INNISFAIL – RCMP Staff Sgt. Ian Ihme could not have been more pleased with the local RCMP’s latest town hall meeting, despite light grumbling from media the cookie trays were late arriving.

The gregarious well-liked detachment commander is so confident with the twice-a-year event he had the more than capable Sgt. Mike Zufferli deliver the overview of policing for the town.

The evening event on July 3 at the Innisfail Royal Canadian Legion Branch #104 was a relaxed affair with about 40 citizens attending in a venue that could easily hold 250 or more.

And how do those numbers measure up against citizens’ concerns about local policing, and crime in general?

“I find when there's not a huge crowd people are generally content,” said Ihme when asked at the end of the evening’s presentations.

He later told the Albertan he would love to see up to 200 people come out but “hopefully not super angry at us.

“We do actually get more people than most detachments seem to get,” Ihme told his audience. “When I first got here we had a town hall and I think we had 70 people show up. Sylvan Lake had two.”

As far as new critically important news for the community, Ihme did give his audience an update on the status of the new Central Alberta Regional Victim Services Society, which is replacing the Innisfail and District Victim Services Society.

The audience was told frontline services well be unaffected in the town and area as there will be a full-time victim services employee that will be stationed out of the Innisfail RCMP detachment.

It’s expected the new employee will be active later this summer.

As for crime stats, the audience was told calls for service for RCMP in 2023 from within Innisfail were the lowest since at least 2018, from 2,541 in 2018 to 2,052 in 2023, a drop of almost 500.

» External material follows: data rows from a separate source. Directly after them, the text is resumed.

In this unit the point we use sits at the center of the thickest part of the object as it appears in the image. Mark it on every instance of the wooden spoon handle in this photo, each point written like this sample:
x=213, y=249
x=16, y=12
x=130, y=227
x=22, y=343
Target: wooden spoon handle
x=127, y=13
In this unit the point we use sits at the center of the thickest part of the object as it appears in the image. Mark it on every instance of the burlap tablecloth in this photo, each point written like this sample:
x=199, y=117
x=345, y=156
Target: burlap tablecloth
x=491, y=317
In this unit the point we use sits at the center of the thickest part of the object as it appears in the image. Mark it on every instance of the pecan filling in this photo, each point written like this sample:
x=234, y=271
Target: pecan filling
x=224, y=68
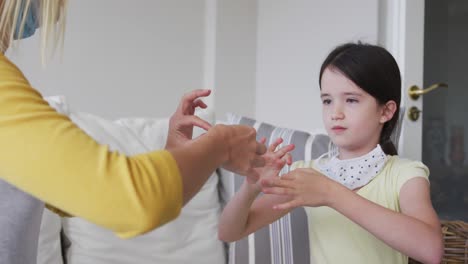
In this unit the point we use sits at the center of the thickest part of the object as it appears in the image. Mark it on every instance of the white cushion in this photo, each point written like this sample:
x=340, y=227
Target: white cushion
x=191, y=238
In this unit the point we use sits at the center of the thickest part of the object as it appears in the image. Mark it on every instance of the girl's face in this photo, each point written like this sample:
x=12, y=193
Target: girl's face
x=352, y=117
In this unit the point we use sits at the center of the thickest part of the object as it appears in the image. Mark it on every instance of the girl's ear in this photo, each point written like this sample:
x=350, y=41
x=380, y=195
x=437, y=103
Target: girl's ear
x=388, y=111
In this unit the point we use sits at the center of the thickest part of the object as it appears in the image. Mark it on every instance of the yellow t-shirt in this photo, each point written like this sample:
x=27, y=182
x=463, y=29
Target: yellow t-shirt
x=336, y=239
x=45, y=154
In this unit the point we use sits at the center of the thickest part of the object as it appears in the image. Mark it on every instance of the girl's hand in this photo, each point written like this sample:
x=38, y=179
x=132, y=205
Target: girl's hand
x=306, y=187
x=275, y=159
x=183, y=120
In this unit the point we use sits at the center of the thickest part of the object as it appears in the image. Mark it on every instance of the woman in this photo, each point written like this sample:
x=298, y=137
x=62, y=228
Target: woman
x=47, y=156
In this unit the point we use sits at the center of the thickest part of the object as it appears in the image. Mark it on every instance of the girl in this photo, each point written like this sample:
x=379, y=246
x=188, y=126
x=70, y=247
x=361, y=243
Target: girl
x=364, y=203
x=53, y=161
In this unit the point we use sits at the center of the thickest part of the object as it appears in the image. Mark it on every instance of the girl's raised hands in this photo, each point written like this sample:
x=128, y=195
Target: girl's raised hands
x=275, y=159
x=306, y=187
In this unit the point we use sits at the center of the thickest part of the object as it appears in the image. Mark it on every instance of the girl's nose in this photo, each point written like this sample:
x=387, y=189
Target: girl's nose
x=337, y=114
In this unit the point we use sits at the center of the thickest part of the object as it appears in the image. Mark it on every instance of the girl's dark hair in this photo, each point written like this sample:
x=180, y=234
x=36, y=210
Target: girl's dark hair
x=373, y=69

However, the audience was also told the top three personal safety concerns uncovered in 2024 through a survey by the Innisfail Policing & Safe Community Committee were theft of personal property, property damage and trespassing, and presence of substance abuse and drug-related offences.

While there was some discussion about loud vehicles and the working relationship between Innisfail RCMP and Red Deer County peace officers, there was little if any discussion about specific crime problems in town or the rural areas.

However, one citizen did raise the issue of habitual offenders, with the audience hearing that “five per cent of the population is responsible for 95 per cent of issues.”

“We deal within the justice system that we have. The majority of the population is calling for reform but we need all aspects of our society on the same boat,” said Zufferli. “It's not an Innisfail issue, it's not an Alberta issue, it's kind of a Canadian issue, right?”

And for the Innisfail RCMP there is now high confidence in the community that while there will always be some level of crime, there is general satisfaction that local police are consistently doing a good job in keeping crime under control.

“We have an excellent detachment, excellent officers, and their visibility in the community has increased, which is such a good thing,” said Sue Haddow, a past chair of the town’s policing committee who was at the town hall on July 3. “People seem to be unhappy about what happens after police involvement, what's happening with criminals who commit crime repeatedly.

“That was brought up during the presentation but that's not a policing issue,” she added. “That is an issue with our provincial government, and we need support for the RCMP to continue.”